A surprising amount of heat can be generated in video quality measurement not just between competing vendors but also champions of different algorithms. It has risen up the agenda, as was evident at this year’s NAB 2019, because of growing use of streaming over networks of varying capacity to devices of different types and resolutions. This makes it harder for broadcasters, operators and content owners to deliver a consistent viewing experience and has driven demand for better measurements of perceptual video quality against a constantly moving target.
The field has attracted a number of start-ups and also standards initiatives, some from established bodies and others led by operators, aiming to emulate and automate human video perception. One problem has always been that human perception is subjective, leading to the idea of Mean Opinion Scores (MOS) as the foundation benchmark. But that does not scale, nor even does “expert” viewing by individuals, so the goal has been to mimic MOS scores as accurately and efficiently as possible, leading to the gold standard for automated video quality measurement of full-reference algorithms, which compare processed or encoded streams with the original source. These yield the most accurate results because the equipment performing the test is supplied with two copies of the content: a source (or reference) version of the video content, and a version that has been processed in some way during transmission. However full-reference technique is expensive computationally, since it needs to measure the whole sequence in real time, so that normal video delivery can continue uninterrupted while tests are being performed.

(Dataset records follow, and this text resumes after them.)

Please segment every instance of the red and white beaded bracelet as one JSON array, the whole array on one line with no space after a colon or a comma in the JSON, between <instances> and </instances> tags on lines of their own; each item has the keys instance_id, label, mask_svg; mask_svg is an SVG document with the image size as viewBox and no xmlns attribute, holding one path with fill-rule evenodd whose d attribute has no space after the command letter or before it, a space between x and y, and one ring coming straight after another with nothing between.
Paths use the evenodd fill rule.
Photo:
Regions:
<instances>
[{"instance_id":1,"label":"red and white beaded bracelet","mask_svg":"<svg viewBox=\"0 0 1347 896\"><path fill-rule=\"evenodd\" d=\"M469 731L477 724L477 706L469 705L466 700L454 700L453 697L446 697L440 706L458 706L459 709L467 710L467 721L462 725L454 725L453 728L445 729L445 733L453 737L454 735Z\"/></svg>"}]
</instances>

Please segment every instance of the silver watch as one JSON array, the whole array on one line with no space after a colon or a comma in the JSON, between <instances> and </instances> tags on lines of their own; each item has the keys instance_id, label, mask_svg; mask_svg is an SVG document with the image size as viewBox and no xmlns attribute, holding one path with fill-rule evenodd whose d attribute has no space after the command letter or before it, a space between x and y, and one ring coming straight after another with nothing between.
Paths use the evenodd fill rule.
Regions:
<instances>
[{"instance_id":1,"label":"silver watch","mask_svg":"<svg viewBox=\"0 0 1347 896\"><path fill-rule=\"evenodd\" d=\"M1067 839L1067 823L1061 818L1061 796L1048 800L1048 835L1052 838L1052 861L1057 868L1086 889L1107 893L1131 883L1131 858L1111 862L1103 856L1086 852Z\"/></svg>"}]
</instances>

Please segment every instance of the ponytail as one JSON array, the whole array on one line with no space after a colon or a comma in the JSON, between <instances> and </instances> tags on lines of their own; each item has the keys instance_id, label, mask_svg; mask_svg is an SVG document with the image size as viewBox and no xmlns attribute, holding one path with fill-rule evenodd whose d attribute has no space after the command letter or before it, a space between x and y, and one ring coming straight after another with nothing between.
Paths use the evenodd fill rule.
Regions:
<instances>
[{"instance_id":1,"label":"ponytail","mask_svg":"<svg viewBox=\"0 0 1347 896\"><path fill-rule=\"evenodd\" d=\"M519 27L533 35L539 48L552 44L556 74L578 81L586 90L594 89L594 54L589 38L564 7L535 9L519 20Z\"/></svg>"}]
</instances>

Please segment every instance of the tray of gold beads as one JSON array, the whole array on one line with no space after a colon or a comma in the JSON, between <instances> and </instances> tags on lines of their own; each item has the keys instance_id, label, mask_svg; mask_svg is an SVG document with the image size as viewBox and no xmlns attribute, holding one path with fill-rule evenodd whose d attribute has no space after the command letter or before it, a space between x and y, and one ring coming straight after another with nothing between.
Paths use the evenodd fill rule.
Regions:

As a result, various stripped-down methods have been developed. One is bitstream evaluation of the IP header without even looking at the video payload at all, which is taking surrogacy to its ultimate level, under the assumption that deterioration in quality can be sampled by looking at just a small subset of the data being transmitted.
Another effort is a lightweight QoE evaluation protocol synthesized from several existing methodologies by the EBU (European Broadcasting Union), which we covered last month. This development involved analysis to derive mathematical relationships between combinations of six parameters and MOS scores. The first three are packet loss, jitter measured as average difference between mean latency and latency of the sample, and then again start-up delay. Fourth comes underflow time ratio defined as cumulative duration of stalls, or the latency added as a result of them. Fifth is number of stalls, while sixth is duration of stalls and seventh resolution switches, that is number of transitions between two different segment qualities. This represents quite a broad spectrum of quality measures, so it is hard to see how it equates consistently to viewer perceptions, especially as the impact of some artefacts is so content dependent, or even frame dependent, as well as varying between diverse connected devices. Nevertheless it has produced some promising early results.
Of the start-ups, the one that has made the biggest splash is Canada’s SSIMWAVE, whose SSIM (Structural Similarity), has become the most widely cited video QoE algorithm and been adopted by several tier 1 operators, including Telefonica. It has certainly been a great marketing success, but the original algorithm has been surpassed in some tests by Netflix, which itself evaluated SSIM at scale, along with other existing video quality metrics, including fundamental PSNR (Peak Signal-to-Noise Ratio), but concluded that none of them captured human visual perception accurately enough.
This led Netflix to collaborate with the Universities of Southern California, Austin and Nantes with the goal of improving its own VMAF (Video Multi-method Assessment Fusion), which is now available open source on Github. It has now quite widely been found to yield the closest match to MOS scores obtained by human panels, particularly for 4K content, but there are concerns over efficiency given it is based on the full reference model. It However it has also matched DMOS (Differential MOS) scores, which take account of the range in scores among the panel, as well as just the mean.
Then one of the latest papers from Cornell University published in January 2019 found that despite having been developed for traditional 2D content it accurately predicted user perception for 360VR (Vitality Reality) footage.
The essential idea of VMAF is that individual quality metrics, such as visual information, detail loss and motion (temporal difference between adjacent frames), only give partial measures of perceptual quality, but when fused together can yield a more accurate “master metric”. Netflix has applied conventional machine learning to assign weights to different metrics and tune the model until it matches human perception as closely as possible.
The latest version of VMAF featured at NAB 2019 in a product called ClearView from Video Clarity, which has found it very consistent across content types and good at assessing artefacts associated with streaming.
However, SSIMWAVE has not been standing still and at NAB showed the latest version of its technology in SSIMPLUS, with a focus on comparing individual components such as encoders, transcoders and packagers. It also wants to apply its technology to Service Level Agreements covering content handoffs between different parties in the distribution chain.
It will be interesting to see how SSIMPLUS shapes out against VMAF, although it definitely scores for efficiency, certainly in earlier tests. A study from the University of Waterloo in Ontario published July 2017 found that SSIMPLUS ran 10 times faster than Netflix’s VMAF at the time.